Seperempat dari emisi gas rumah kaca global dalam industri makanan dikatakan berasal dari produksi daging sapi saja. Bahkan, menurut penelitian ini penanaman padi yang menghasilkan lebih banyak gas rumah kaca daripada produksi daging babi, unggas, domba, kambing, dan susu.
Mengonsumsi daging sapi berarti membantu mempercepat proses perubahan iklim daripada yang diakibatkan dari pembakaran bensin.
Peternakan berkontribusi terhadap pemanasan global. Menurut data FAO, 14,5 persen dari semua emisi gas rumah kaca yang disebabkan oleh manusia disebabkan oleh peternakan.
Peternakan merupakan sebuah industri yang tidak hanya mengeluarkan karbon dioksida (CO2), tetapi juga metana (CH4) dan dinitrogen oksida (N2O)—dua gas yang dianggap memainkan peran yang mirip dengan CO2 dalam mendorong pemanasan global.
Meskipun metana dan dinitrogen oksida tidak bertahan lama di atmosfer dibandingkan CO2, keduanya memiliki potensi terhadap pemanasan iklim sekitar 25 kali dan 300 kali lebih tinggi daripada karbon dioksida.
Pasangan aktivis lingkungan dan penulis buku Cowed: The Hidden Impact of 93 Million Cows on America’s Health, Economy, Politics, Culture, and Environment, Denis Hayes dan Gail Boyer Hayes, mengatakan kepada National Geographic: “Jumlah karbon dioksida yang dihasilkan dari produksi daging sapi tiap ponnya (1 pon = 453gram), nyatanya, jauh lebih besar dari yang dihasilkan dari pembakaran bensin.”
Mengapa demikian?
Umumnya, daging sapi yang kita makan berasal dari hasil peternakan sapi besar di dunia Barat. “Jika anda merunut proses dan menghitung energi yang dibutuhkan sejak proses menernakkan sapi hingga menjadi hidangan di atas meja makan anda, maka benar, karbon dioksida yang dihasilkan lebih besar dari yang dilakukan pengendara mobil berbahan bakar bensin,” jelas Denis.

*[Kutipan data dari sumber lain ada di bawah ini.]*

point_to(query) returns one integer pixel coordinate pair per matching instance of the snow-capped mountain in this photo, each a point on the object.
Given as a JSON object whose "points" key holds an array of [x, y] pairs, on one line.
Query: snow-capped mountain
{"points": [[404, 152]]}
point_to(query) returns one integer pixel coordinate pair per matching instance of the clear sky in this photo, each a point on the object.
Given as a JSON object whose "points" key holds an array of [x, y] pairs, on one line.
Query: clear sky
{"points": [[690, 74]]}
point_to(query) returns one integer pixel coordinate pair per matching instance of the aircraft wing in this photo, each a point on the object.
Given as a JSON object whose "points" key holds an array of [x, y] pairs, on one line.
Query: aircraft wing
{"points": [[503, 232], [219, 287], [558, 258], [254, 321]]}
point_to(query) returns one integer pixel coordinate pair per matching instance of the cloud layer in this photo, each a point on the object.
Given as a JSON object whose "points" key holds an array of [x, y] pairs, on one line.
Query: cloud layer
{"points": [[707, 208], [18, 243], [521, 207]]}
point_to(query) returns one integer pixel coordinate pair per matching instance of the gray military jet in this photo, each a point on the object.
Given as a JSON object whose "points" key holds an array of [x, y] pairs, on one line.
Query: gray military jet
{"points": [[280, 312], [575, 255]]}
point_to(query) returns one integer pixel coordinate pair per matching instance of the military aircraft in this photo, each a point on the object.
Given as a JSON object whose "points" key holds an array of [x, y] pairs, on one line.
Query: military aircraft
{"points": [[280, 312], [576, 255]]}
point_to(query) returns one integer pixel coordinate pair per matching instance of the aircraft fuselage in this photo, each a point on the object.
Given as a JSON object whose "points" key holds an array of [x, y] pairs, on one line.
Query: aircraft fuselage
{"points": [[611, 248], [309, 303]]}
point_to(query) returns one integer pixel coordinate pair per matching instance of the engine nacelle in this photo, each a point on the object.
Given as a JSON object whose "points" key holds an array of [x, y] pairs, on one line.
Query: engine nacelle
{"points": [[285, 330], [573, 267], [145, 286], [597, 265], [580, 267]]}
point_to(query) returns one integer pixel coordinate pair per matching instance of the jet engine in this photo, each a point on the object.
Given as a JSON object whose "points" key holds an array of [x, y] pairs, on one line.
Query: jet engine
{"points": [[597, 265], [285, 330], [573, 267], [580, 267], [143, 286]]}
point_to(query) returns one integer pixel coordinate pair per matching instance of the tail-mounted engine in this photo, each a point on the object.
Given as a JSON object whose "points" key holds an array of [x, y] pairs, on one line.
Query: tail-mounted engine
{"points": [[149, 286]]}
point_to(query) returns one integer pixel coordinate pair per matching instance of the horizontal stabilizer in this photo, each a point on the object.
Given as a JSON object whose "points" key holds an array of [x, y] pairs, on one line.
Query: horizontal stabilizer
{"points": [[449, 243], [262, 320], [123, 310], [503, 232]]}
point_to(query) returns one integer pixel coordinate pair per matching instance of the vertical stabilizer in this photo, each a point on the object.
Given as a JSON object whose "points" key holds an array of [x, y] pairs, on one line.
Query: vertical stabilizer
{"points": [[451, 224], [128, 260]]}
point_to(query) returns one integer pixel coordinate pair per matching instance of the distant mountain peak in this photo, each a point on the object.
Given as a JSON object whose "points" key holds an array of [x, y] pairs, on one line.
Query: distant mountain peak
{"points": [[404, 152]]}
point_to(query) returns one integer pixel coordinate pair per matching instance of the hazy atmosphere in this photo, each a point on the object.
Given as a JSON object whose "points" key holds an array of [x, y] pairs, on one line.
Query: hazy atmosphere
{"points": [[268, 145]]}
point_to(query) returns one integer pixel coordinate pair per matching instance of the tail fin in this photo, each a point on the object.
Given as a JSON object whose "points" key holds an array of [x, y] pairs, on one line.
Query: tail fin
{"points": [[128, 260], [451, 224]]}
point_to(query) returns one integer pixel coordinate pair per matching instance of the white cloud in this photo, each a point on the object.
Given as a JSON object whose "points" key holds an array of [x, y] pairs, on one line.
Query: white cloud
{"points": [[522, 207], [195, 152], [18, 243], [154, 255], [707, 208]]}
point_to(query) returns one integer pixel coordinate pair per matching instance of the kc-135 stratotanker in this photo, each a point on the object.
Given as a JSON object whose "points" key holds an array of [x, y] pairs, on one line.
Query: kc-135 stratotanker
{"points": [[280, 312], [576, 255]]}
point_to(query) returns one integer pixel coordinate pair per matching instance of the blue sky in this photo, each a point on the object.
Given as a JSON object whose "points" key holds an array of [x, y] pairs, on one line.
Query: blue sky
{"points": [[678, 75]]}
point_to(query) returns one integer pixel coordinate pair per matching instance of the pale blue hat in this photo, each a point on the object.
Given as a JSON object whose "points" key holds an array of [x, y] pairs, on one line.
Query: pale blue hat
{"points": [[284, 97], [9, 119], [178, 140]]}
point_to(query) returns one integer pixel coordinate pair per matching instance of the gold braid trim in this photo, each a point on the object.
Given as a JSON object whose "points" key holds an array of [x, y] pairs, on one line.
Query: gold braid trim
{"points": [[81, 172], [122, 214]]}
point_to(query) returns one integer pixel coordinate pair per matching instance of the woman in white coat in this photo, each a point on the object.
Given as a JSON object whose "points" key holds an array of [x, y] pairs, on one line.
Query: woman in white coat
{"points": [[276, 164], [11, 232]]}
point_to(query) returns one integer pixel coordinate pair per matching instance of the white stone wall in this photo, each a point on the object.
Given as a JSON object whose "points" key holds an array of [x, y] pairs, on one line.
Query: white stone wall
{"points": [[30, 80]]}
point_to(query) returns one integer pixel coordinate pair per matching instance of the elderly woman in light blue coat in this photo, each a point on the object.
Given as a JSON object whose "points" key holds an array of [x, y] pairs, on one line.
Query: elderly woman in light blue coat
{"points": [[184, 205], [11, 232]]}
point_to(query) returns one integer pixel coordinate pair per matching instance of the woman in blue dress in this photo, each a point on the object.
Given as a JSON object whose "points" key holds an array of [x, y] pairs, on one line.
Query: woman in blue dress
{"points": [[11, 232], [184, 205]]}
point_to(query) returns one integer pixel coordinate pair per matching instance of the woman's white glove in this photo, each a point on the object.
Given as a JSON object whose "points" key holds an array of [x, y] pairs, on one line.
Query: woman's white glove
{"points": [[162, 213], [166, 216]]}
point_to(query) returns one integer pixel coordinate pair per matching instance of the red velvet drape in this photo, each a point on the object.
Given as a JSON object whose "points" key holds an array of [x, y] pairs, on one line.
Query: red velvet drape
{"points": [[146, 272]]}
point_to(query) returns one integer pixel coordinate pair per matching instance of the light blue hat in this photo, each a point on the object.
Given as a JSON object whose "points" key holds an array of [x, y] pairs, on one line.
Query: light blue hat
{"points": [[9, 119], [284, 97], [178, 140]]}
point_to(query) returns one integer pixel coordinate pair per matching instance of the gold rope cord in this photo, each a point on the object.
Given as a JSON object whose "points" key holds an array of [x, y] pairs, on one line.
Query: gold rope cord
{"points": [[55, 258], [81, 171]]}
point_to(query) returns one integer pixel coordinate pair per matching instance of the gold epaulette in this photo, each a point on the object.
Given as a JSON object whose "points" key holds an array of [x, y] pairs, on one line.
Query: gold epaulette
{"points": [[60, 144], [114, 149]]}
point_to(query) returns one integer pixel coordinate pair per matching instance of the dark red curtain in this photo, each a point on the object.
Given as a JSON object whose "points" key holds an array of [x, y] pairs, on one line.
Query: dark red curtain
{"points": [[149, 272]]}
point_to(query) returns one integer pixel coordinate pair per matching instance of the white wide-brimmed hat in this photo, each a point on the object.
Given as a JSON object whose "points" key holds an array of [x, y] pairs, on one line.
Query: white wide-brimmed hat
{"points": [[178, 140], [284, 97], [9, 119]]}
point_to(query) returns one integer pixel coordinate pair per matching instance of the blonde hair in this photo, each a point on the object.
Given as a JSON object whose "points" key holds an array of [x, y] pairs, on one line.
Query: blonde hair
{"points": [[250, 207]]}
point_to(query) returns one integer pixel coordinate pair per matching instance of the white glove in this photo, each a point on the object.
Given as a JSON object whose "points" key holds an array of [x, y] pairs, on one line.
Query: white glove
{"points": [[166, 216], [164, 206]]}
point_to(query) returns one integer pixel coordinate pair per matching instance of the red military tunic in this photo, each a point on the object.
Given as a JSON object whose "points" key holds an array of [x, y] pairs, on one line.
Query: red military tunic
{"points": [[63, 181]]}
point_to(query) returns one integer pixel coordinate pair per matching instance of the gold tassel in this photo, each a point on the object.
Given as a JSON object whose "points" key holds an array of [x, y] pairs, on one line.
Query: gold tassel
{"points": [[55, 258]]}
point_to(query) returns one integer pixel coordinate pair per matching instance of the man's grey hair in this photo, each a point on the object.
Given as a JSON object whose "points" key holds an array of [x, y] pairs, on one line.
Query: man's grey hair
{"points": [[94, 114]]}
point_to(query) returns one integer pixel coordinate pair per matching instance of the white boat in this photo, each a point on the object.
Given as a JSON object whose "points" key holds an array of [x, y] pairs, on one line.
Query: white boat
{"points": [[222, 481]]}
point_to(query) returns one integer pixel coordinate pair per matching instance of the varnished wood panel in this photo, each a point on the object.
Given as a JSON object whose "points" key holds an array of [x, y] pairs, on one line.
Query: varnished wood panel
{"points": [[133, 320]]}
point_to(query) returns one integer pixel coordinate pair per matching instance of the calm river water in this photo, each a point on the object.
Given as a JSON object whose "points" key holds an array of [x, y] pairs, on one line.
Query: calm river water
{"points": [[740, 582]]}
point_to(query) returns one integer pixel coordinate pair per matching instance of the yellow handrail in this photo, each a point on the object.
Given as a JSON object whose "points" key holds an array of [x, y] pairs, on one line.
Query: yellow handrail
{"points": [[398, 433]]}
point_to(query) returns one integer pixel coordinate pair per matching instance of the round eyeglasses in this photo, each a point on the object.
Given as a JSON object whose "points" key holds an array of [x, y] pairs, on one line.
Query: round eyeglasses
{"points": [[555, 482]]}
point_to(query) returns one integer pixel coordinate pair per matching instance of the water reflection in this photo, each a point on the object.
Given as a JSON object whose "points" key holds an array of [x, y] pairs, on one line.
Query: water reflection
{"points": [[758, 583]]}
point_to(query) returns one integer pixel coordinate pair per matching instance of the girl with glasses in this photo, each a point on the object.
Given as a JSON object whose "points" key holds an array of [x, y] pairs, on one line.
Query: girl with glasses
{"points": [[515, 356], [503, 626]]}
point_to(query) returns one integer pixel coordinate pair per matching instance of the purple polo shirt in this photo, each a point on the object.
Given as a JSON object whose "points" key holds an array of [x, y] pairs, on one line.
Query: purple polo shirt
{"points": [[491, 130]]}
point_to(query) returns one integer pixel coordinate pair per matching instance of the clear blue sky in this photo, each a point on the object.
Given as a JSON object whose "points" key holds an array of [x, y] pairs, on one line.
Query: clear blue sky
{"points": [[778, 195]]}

Jumlah energi tersebut sudah termasuk dari hasil proses pemupukan jagung yang menjadi makanan sapi ternak, energi dari hasil pembakaran bensin yang digunakan mesin traktor untuk membajak ladang, gas yang dipakai untuk memindahkan jagung hasil panen ke tempat peternakan sapi, energi yang dipakai untuk memotong dan mengawetkan daging sapi, mengirimnya ke pasar dan supermarket, gas yang terkandung dalam sunblock lotion yang dipakai konsumer sebelum pergi ke pasar demi daging sapi, dan yang terakhir gas yang digunakan konsumer untuk mengolah daging sapi tersebut.
Ada aspek kehidupan lain yang menjadi pemasok sumber gas rumah kaca lebih besar. Sebagai contoh sektor transportasi dan penerbangan. Apabila kita mengemudi sejauh 10.000 kilometer setahun, artinya kita telah melepaskan lebih dari 2 ton CO2. Besaran itu setara penerbangan dari Asia ke Eropa.
“Jika anda sudah sampai poin terakhir dari proses panjang penyediaan stok daging sapi tersebut, maka gas karbon dioksida yang dihasilkan akan lebih besar dibanding yang dihasilkan dari proses pembakaran bensin,” tutup Denis, yang juga menggagas konsep “Hari Bumi” pada 1970.
Bagaimana kasus peternakan di Indonesia?
Pada 2019 sejumlah peneliti Lembaga Ilmu Pengetahuan Indonesia (kini Badan Riset dan Inovasi Nasional) menerbitkan buku bertajuk Emisi Gas Rumah Kaca dari Peternakan di Indonesia dengan TIER 2 IPCC. Buku ini berisi tentang proses dan hasil penghitungan emisi GRK dengan menggunakan metode yang lebih akurat, yaitu Tier 2, pada semua jenis ternak di Indonesia.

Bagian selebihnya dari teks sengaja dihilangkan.